Therapeutic plasma exchange and plasma infusion in thrombotic microvascular syndromes. Barz D, Budde U, Hellstern P. Thrombosis Research 2002;107 Suppl 1:S23-27.

ABSTRACT:

Plasma exchange (PE) is the most important treatment in thrombotic microangiopathies (TMAs) mainly encompassing thrombotic thrombocytopenic purpura (TTP) and adult hemolytic syndrome (HUS). Adult HUS cannot be clearly distinguished from TTP with respect to clinical features and outcome. While children typically recover from acute episodes of HUS and do not require PE treatment, adults appear to benefit from PE irrespective of the etiology of HUS. Therapeutic PE and plasma infusion are the most effective and indispensable therapeutic measures in TTP-HUS. PE has been found, however, to be superior to plasma infusion, both in response rate and mortality rate. This therapeutic measure has substantially improved clinical outcome.
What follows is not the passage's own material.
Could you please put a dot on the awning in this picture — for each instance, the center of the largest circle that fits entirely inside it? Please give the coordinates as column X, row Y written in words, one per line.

There is a variable response to PE, however, probably reflecting the variety of conditions that cause TTP-HUS. Relapses occur in 30-60% of survivors of TTP-HUS and can be classified into two categories: those occurring within four weeks after PE cessation are considered disease exacerbations; those occurring later are considered late recurrences. Exacerbations are observed in two-thirds of patients with relapses. Cases caused by E. coli O157:H7 infection respond rapidly and completely for the most part. In refractory cases, additional treatment may be considered. The importance of additional or alternate measures, however, including glucocorticoids, antiplatelet agents, splenectomy, intravenous immunoglobulins, protein A columns, vincristine, cyclosporine, and cyclophosphamide, is uncertain. Side effects of PE vary from minor to severe, and the proportion of TTP-HUS patients with side effects has ranged from 8% to over 60%. Whether cryosupernatant plasma (CSP) or solvent/detergent-treated (SDP) plasma is superior to standard fresh frozen plasma (FFP) remains to be determined. Methylene blue-treated plasma seems to be less effective than standard FFP. A large randomized clinical trial should be conducted to determine if SDP is superior to FFP and CSP with respect to efficacy and adverse events.